Albin insista du regard. Adelin bafouilla, éprouva un soudain intérêt pour le tapis à leurs pieds.

  • J'ai fini par échouer près du domaine Cippus, dans la forêt...

Le Roc se rembrunit plus encore. Adelin sentit l'air s'apesentir.

  • Le... il déglutit ; les traficants... comment dire... ouais puis merde, c'est Bathilde qui amène du pognon au Dépeceur.

Silence. Adelin serra les poings, se crispa et gémit.

  • Elle me pompe mon pognon pour le filer à c'te face de gnoll...
  • Bordel Adelin... dis-moi, juste. Dis-moi. Comment j'annonce à la Capitaine Dita que mon frère s'est introduit à proximité des terres Cippus comme un malfrat et a surpris sa compagne en pleine malversation avec un gibier de potence, sans faire partie de la combine pour autant ni préparer d'acte répréhensible ? Tu fais chier...

L'incriminé dévisagea son aîné. Pour user d'un tel langage, il était hors de lui. Effectivement, blême de rage, les muscles tendus, Albin le clouait sur place par la seule puissance de sa fulmination.

  • Je... j'ai entendu plusieurs choses... penses-tu... pouvoir m'aider à... mettre de l'ordre dans tout cela ?

De mauvaise grâce, son frère lui tira rageusement une chaise et l'invita à sa table de petit-déjeuner. Il bouillait en silence.

  • Ils ont parlé de plusieurs choses...

Pêle-mêle, il lui raconta tout. Sa confusion passée et actuelle rendaient le tableau plus opaque encore, mais Albin appliqua ses techniques d'interrogatoire pour en dégager divers éléments. L'heure tournant, il offrit un récapitulatif à son puîné aux pensées frénétiques.

  • Ecoute, je pense que l'accord entre Bathilde et Bernard est assez simple. Elle achète son éloignement de Thomas, ce qui peut par ailleurs expliquer qu'il te tolère si bien malgré ton départ des enfants de chœur. Ensuite, certes à l'origine, elle ne t'a approché que pour l'argent. Mais il n'est pas impossible qu'elle éprouve un conflit de loyauté entre toi et son cousin.

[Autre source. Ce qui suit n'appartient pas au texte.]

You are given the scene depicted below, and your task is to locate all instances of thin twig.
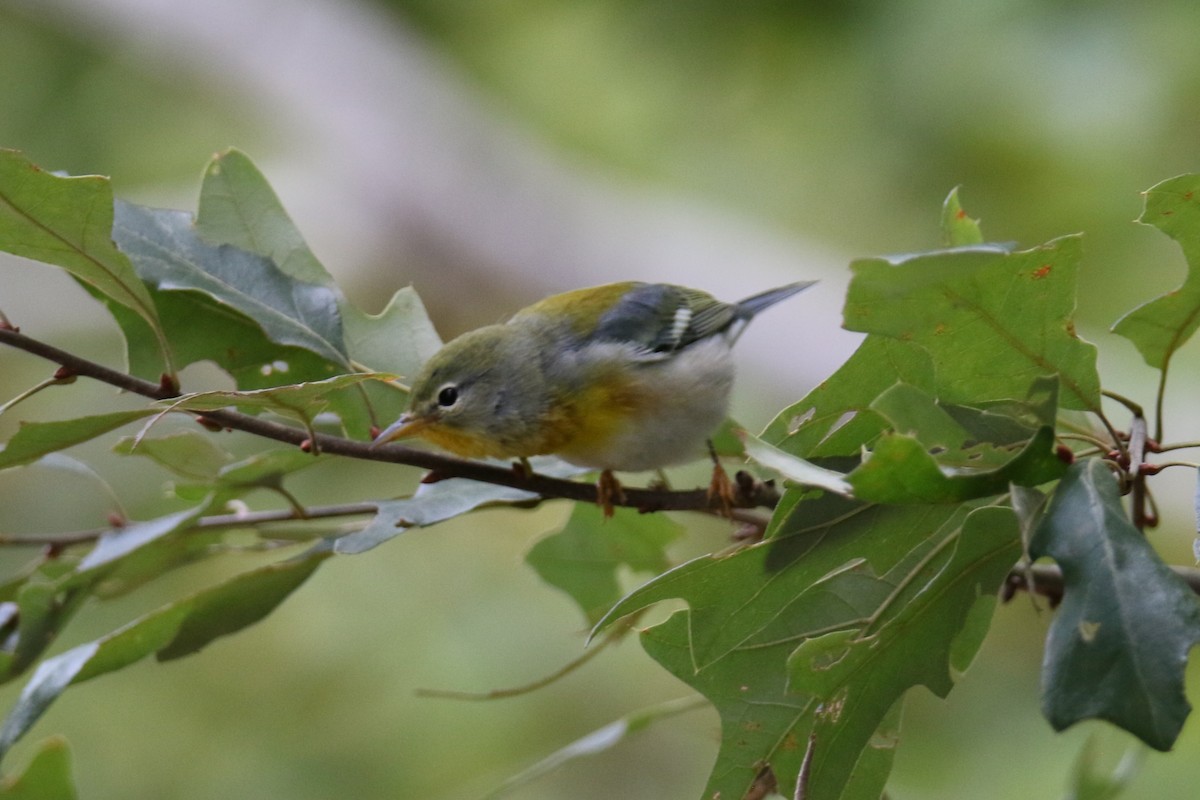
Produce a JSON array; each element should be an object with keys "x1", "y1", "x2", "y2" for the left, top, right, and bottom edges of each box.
[
  {"x1": 0, "y1": 327, "x2": 779, "y2": 512},
  {"x1": 1002, "y1": 564, "x2": 1200, "y2": 604}
]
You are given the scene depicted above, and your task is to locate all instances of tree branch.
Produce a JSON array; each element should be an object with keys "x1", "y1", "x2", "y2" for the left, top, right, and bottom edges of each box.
[
  {"x1": 0, "y1": 325, "x2": 779, "y2": 513},
  {"x1": 1000, "y1": 564, "x2": 1200, "y2": 606}
]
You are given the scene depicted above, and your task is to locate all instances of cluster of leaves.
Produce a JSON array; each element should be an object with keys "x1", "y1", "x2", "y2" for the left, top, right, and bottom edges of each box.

Albin se passa la main sur le visage en grognant.

  • Et je ne sais pas comment annoncer tes découvertes...
  • Pardonne-moi, mais... ce qu'ils se racontent, sur les hommes...
  • Sottises. Bathilde est une ancienne femme battue, donc en mesure de croire en cette vision simpliste.
  • Attends, quoi ? Tu as enquêté sur elle ?

Grogement affirmatif.

  • La procédure pour tout nouvel arrivant. Dans son cas, après un mariage à seize ans elle a subi deux fausses couches, réussi à obtenir le divorce puis est venue vivre ici. Cela arrangeait les parents de Thomas que quelqu'un, de leur famille, veille sur lui. Et les siens sont soulagés qu'elle ne rumine pas cloîtrée dans sa chambre.

Adelin accusa le coup et le dévisagea, ahuri.

  • Mais... elle ne m'a jamais parlé de cela.

Haussement d'épaules. Le milicien se tapota le poignet et partit accomplir son service nocturne, sur deux dernières recommandations. Dormir, et remonter la montre.